Ian Bancroft has been in the top job at the local authority for four days after moving from his role of chief officer at Flintshire Council, and believes it is currently underfunded by central government.

Mr Bancroft, who lives in Ruabon, admitted it was a challenging time to be in a leading role in local government, but has pledged to lobby for more money on behalf of residents.

He also said it was critical that services such as education and both adults' and childrens' social care are protected.

He said: "We're beginning to reach a tipping point in terms of the level of cuts we've had to make as public services and local authorities.

"It's really important in the future that we get a balance between being prudent and efficient as a council, and protecting services that are of value to local residents.

"What we musn't be doing is making cuts to services that are critical for local communities and residents and ultimately means that we're not meeting local need.

"We have to be lobbying nationally to get a fair funding deal moving forward, we are low funded as a council when you look at the per head of population funding that we get.

"I think if we weren't articulating the risk to local services for local residents back nationally and the implications, we would be failing our moral obligation."

Wrexham Council has had to make savings of approximately £52 million from its budget since 2008 and is expected to make a further £13 million in cuts over the next two years.

But despite those pressures, Mr Bancroft believes there is potential to expand the area's economy and will be taking a lead role on the Economic Growth Board, as well as being involved in the North Wales Growth Bid.

He also described it as 'an honour and a privilege' to work on behalf of residents in the area he lives.

He said: "Wrexham is unique as a place, it's different to anywhere else in the world.

"It's absolutely a magical place and we have many of the components of a city in terms of the institutions we've got.

"It's my home, my children go to school here, my wife is a public servant in the area and I will be here for a very long time.

"That is really important for me. I also think it brings a flip side because it brings a level of expectation that as a local resident I will do things that are right for local residents.

"That's a reasonable expectation, but clearly in the role as chief executive things are never that simple."
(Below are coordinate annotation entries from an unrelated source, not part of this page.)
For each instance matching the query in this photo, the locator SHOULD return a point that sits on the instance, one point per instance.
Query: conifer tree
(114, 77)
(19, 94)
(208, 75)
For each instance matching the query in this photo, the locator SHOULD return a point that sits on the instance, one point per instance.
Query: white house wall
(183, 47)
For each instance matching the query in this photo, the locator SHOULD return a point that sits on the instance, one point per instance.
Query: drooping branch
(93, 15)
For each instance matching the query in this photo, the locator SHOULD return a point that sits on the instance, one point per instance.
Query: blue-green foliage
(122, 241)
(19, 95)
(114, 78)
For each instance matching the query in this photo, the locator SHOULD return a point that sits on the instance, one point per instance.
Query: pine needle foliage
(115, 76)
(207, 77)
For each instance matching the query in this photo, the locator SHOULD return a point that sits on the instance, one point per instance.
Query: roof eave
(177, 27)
He added that explaining difficult decisions made by the authority to residents was a key priority.

Controversial proposals to force a merger between Wrexham and Flintshire councils were recently abandoned by Local Government Secretary Alun Davies.

But having had a foot in both camps, Mr Bancroft said he believes there is still a willingness to work closely with neighbouring areas.

He said: "I think my appointment in itself makes a statement about that.

"First and foremost I am a Wrexham resident and will do what's right for Wrexham.

"If it's right to work with Flintshire, we should work with Flintshire, if it's right to work with Denbighshire, we should do that and if it's right to work with Cheshire, we should do that as well.

"We are a major place in north Wales and we need to be punching above our weight."